オイスケ オイネ オイバンチャ オッパドーギ カメ カメノコ
チャンチャコ チャンチャンコ ドテラ ドンギ ドンダ ハオ(ハオー)
ハンチャ モリオビ モリドーギ モリドンギ モリバンチャ

説明
子どもを背負うときに羽織る衣類である。「オイ‐」は「負い」、「オッパ‐」は「(子ども等を)背負う」意味の動詞「オッパする」の語幹。「カメ」は亀甲の連想。「チャンチャンコ」は「子どもの(綿入の)袖なし羽織」で「ハンチャ」も関係あるか。「-ドーギ」「ドンギ」「ドンダ」などは「胴着(どうぎ)=上着と襦袢との間に着る綿入れの防寒用の衣服」から。「ハオ(ハオー)」は「羽織り」か。「モリ-」は「守り」。分布の特徴を指摘できない。

2.十時の軽食

オチャ オヤツ ケイショク ケンズイ コジャ コビリ コビル
ジュージノオヤツ ジュンノー ハヤビル ヤツ ヤツジャ ヨツ ヨツジャ 
ヨツチャ ヨッチャ ヨッシャ(ヨッシャー)

説明
昔の時間「八つ」頃の軽食が「おやつ」であるのに対し、午前の「四つ」頃の軽食である。「オチャ」「コジャ」「ヤツジャ」「ヨツチャ」「ヨッチャ」「ヨッシャ(ヨッシャー)」などは「茶」から。「ヨツ‐」「ヨッ‐」は「四つ」。「コビリ」「コビル」「ハヤビル」は「小昼」「早昼」で本来の昼食時と異なることから。「ケンズイ」は「間水・硯水・建水(けんずい)=定まった食事以外の飲食」。

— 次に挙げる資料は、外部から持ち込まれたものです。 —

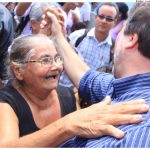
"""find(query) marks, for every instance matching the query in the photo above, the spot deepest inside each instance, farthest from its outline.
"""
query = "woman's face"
(42, 74)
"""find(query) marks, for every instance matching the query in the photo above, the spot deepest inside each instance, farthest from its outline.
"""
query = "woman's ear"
(18, 72)
(132, 41)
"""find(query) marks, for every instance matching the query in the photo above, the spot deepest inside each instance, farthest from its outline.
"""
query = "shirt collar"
(123, 85)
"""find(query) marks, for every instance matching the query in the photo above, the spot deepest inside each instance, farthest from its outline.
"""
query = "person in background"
(123, 14)
(95, 47)
(131, 78)
(6, 37)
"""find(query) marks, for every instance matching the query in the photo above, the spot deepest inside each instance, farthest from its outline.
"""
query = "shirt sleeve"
(94, 85)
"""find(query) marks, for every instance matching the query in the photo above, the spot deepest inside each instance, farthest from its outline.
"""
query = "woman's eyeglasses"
(46, 60)
(108, 19)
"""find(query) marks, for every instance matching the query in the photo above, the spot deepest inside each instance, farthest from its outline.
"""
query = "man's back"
(133, 87)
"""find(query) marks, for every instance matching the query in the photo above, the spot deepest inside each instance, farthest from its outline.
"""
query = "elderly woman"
(30, 107)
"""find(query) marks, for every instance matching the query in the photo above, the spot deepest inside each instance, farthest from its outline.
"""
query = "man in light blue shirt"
(95, 48)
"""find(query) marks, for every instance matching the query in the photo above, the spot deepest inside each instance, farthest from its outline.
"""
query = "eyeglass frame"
(49, 61)
(107, 18)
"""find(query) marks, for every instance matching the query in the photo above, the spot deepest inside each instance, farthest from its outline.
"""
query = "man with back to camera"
(131, 78)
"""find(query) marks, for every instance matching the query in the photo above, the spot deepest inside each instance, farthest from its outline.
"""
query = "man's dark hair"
(109, 4)
(139, 23)
(123, 9)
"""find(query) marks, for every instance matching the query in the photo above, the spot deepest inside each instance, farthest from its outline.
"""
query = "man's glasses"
(46, 61)
(108, 19)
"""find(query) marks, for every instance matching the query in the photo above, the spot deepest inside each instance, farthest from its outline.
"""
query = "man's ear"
(18, 72)
(34, 26)
(132, 41)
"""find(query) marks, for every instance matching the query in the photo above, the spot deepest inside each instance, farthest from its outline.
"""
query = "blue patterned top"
(95, 86)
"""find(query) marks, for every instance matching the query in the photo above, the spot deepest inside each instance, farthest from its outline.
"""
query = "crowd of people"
(49, 52)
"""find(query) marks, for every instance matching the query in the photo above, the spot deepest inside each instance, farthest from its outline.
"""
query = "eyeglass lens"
(109, 19)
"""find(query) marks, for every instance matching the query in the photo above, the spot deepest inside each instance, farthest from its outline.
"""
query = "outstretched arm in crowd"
(22, 7)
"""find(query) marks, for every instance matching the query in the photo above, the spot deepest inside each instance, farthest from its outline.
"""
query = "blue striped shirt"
(95, 86)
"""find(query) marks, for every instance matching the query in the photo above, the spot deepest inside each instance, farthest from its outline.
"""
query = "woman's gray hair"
(36, 11)
(22, 49)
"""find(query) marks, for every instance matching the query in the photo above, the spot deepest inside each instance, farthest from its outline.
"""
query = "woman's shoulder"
(67, 99)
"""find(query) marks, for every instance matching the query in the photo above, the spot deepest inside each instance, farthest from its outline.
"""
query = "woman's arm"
(22, 7)
(96, 120)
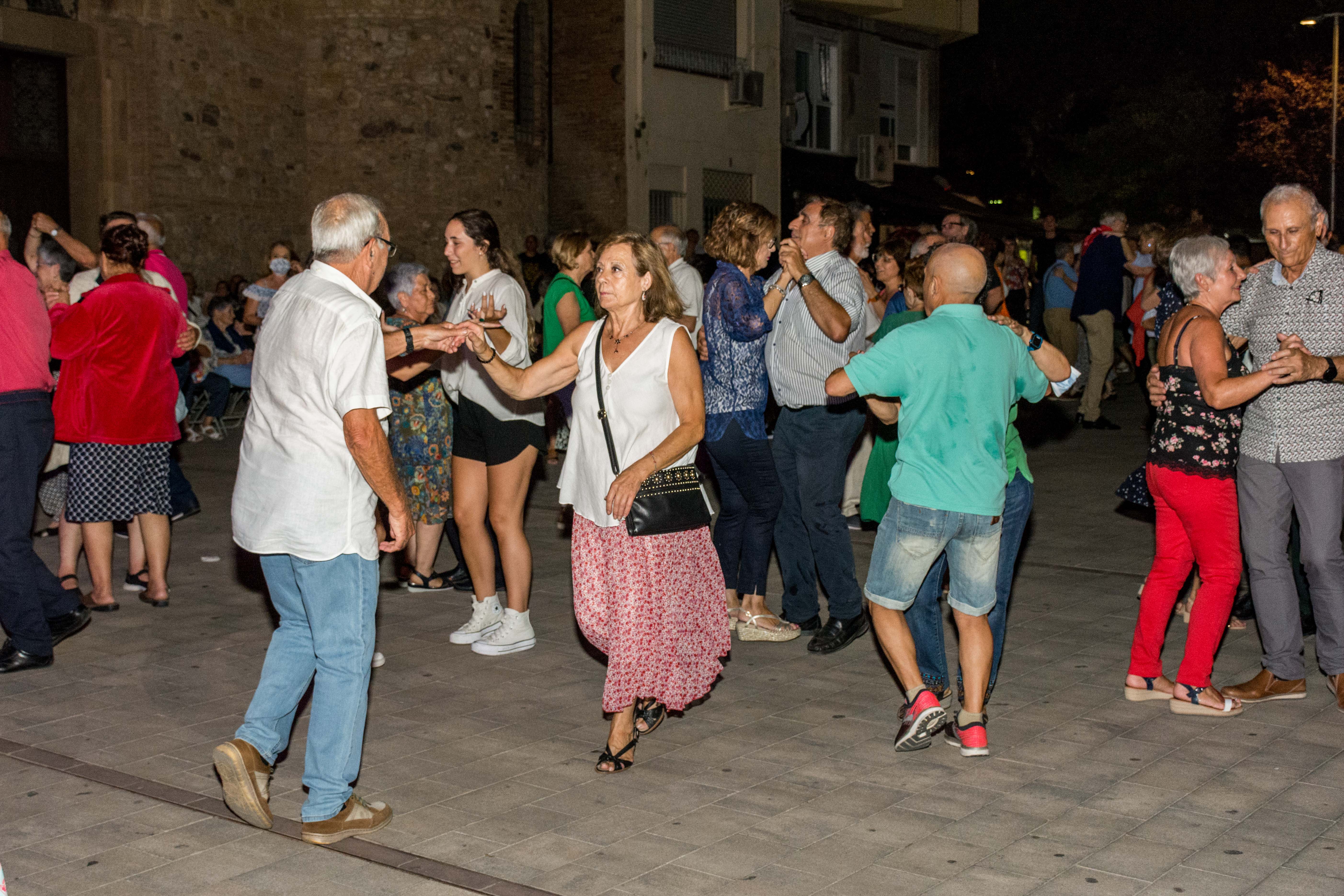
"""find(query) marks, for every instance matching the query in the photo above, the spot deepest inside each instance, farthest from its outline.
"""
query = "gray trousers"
(1267, 495)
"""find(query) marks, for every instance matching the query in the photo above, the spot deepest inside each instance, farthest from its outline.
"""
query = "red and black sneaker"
(972, 739)
(922, 719)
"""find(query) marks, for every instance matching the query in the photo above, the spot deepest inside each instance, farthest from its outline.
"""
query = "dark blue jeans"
(811, 535)
(30, 594)
(925, 617)
(750, 496)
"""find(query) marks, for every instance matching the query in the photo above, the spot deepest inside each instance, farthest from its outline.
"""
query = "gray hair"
(343, 225)
(154, 228)
(1293, 194)
(673, 234)
(1195, 256)
(402, 280)
(53, 254)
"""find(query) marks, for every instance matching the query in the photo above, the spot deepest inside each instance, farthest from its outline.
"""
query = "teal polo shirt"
(957, 375)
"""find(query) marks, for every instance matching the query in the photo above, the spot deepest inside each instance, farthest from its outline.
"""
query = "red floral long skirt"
(654, 605)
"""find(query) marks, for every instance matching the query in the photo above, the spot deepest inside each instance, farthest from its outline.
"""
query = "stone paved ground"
(781, 782)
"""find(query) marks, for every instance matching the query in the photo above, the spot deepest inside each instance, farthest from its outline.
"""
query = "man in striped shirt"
(819, 326)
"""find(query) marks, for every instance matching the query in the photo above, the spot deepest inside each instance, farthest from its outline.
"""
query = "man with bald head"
(956, 375)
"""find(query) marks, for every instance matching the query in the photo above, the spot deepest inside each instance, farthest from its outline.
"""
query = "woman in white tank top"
(654, 604)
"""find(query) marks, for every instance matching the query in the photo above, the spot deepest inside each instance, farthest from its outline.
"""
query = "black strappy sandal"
(618, 764)
(651, 713)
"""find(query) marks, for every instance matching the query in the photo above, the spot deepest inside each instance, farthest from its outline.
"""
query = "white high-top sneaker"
(514, 635)
(486, 618)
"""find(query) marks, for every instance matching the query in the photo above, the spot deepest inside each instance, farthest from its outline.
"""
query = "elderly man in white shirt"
(687, 280)
(314, 465)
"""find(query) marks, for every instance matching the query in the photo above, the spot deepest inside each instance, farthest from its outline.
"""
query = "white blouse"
(464, 375)
(640, 410)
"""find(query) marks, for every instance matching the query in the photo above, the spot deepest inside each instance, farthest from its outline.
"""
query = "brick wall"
(588, 174)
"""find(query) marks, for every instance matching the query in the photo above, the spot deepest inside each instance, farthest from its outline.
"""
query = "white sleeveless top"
(640, 410)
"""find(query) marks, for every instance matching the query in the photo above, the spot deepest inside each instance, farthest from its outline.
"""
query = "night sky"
(1081, 105)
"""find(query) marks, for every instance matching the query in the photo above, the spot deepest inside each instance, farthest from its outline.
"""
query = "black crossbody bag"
(671, 499)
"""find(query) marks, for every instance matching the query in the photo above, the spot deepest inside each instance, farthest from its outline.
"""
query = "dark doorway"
(34, 150)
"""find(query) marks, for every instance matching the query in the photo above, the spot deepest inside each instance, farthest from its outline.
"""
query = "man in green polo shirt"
(957, 377)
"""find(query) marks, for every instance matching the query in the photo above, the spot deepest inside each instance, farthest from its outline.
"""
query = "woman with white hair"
(1191, 475)
(420, 432)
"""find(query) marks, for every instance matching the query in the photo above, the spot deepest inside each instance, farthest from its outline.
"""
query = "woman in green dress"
(421, 434)
(877, 494)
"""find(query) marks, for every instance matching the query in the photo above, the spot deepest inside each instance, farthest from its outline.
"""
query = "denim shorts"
(910, 539)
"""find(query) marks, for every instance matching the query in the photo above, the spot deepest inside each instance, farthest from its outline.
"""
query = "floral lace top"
(1189, 436)
(736, 383)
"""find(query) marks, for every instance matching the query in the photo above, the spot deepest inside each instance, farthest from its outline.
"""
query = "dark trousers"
(29, 590)
(811, 535)
(750, 499)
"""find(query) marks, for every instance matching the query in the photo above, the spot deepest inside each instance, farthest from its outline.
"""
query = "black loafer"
(15, 660)
(838, 635)
(68, 624)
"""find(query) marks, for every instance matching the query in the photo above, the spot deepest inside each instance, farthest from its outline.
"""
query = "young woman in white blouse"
(652, 604)
(497, 439)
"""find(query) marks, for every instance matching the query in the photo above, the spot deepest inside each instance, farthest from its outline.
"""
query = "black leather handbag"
(671, 499)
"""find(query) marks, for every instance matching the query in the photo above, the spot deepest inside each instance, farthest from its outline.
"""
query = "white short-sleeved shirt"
(319, 358)
(690, 289)
(466, 377)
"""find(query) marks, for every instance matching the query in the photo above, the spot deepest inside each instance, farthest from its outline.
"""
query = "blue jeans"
(326, 631)
(811, 535)
(750, 492)
(925, 617)
(912, 539)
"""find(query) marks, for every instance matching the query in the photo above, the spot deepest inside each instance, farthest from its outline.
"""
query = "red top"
(160, 264)
(117, 383)
(26, 331)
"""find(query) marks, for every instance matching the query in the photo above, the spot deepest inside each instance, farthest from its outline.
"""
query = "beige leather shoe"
(246, 778)
(358, 817)
(1267, 687)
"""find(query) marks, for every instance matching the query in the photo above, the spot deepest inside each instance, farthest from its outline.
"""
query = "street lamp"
(1335, 97)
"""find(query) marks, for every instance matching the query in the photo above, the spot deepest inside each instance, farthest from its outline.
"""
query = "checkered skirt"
(117, 481)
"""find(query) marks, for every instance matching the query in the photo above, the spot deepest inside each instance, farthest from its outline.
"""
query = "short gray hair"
(673, 234)
(343, 225)
(1112, 217)
(402, 280)
(1293, 194)
(1195, 256)
(154, 228)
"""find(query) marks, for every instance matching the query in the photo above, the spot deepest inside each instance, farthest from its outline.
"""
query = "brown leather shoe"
(358, 817)
(1337, 686)
(246, 778)
(1267, 687)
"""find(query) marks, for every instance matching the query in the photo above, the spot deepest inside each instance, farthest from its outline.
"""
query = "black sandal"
(651, 713)
(618, 764)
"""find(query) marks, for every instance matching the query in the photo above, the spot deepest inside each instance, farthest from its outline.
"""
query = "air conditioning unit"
(875, 159)
(746, 88)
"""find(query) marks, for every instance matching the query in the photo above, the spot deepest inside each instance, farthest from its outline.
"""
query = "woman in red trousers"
(1193, 477)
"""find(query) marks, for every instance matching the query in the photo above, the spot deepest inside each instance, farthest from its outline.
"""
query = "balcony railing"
(698, 62)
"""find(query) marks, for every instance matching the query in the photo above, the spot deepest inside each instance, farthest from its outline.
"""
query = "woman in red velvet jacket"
(116, 406)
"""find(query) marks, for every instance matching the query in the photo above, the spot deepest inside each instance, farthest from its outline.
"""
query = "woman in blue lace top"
(737, 316)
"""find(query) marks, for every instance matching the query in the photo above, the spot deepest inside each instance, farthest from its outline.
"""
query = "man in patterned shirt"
(1292, 446)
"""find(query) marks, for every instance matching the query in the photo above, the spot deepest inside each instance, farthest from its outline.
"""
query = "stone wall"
(588, 171)
(232, 119)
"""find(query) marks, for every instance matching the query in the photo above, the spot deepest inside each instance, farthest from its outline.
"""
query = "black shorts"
(478, 436)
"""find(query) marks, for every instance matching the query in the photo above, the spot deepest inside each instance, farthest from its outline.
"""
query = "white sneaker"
(487, 616)
(514, 635)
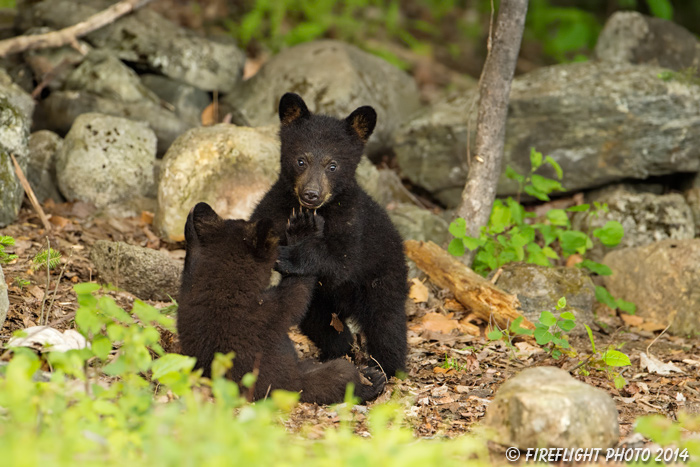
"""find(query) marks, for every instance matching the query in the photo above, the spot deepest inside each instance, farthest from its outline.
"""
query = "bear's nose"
(310, 196)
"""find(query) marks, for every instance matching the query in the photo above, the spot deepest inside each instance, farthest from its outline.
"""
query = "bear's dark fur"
(224, 307)
(359, 260)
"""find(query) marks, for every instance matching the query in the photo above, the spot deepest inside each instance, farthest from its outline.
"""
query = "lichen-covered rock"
(539, 288)
(645, 217)
(545, 407)
(16, 107)
(147, 39)
(106, 160)
(41, 169)
(227, 166)
(334, 78)
(146, 273)
(662, 279)
(62, 108)
(4, 300)
(415, 223)
(631, 37)
(602, 125)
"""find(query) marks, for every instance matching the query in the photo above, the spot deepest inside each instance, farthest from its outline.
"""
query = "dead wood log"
(477, 294)
(70, 34)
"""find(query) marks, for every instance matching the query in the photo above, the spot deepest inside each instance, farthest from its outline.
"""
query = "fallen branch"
(71, 33)
(477, 294)
(30, 194)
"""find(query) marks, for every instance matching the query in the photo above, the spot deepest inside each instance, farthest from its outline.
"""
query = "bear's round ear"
(199, 219)
(362, 122)
(292, 108)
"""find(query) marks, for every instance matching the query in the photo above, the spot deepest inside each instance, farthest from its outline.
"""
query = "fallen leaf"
(418, 292)
(654, 365)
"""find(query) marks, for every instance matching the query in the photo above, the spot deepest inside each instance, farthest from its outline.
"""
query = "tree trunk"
(494, 91)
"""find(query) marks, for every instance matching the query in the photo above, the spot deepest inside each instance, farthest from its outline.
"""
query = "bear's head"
(320, 153)
(229, 249)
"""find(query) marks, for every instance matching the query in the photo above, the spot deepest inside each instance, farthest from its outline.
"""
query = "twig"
(71, 33)
(30, 194)
(657, 338)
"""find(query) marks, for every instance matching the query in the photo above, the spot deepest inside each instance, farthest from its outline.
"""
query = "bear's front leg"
(304, 232)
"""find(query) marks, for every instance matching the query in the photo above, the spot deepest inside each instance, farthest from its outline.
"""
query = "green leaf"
(456, 247)
(627, 307)
(458, 227)
(547, 318)
(542, 335)
(579, 208)
(513, 175)
(566, 325)
(572, 241)
(546, 185)
(494, 335)
(558, 217)
(596, 268)
(661, 8)
(555, 165)
(172, 363)
(615, 358)
(604, 297)
(535, 159)
(86, 288)
(610, 234)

正確には今後の研究が必要であるが、「ヨツジャ」が県内全域に広まった後に北の方から「ケンズイ」が流入したと考えられる。「ジュージノオヤツ」は「十時」という語一つをとっても新しいことが明らかである。

3.蒲鉾

イタ イタヤキ クズシ ナンバヤキ

説明
白身魚のすり身を板に盛ったり簀巻きにして蒸す焼くなどした食品。「イタ」は「板」。「クズシ」は「崩し」で「すり身」の意味。「ナンバ」は「南蛮」。
分布は「イタ」「イタヤキ」は紀北(例外で熊野川町に「イタ」)。「ナンバヤキ」は紀中の一部である。「クズシ」は県内全般に分布している。「クズシ」は富山県、岐阜県、兵庫県、奈良県、島根県、香川県、愛媛県、佐賀県など主に西日本各地にも分布している。思うに「イタヤキ」は「クズシ」が広まった後に外部から新しく流入した語であろう。

以上のとおり分布解釈に憶断をまじえたが、今回の調査が今後の研究に大きい可能性を提供するものであることを再度強調して、簡単な解説を終えることとする。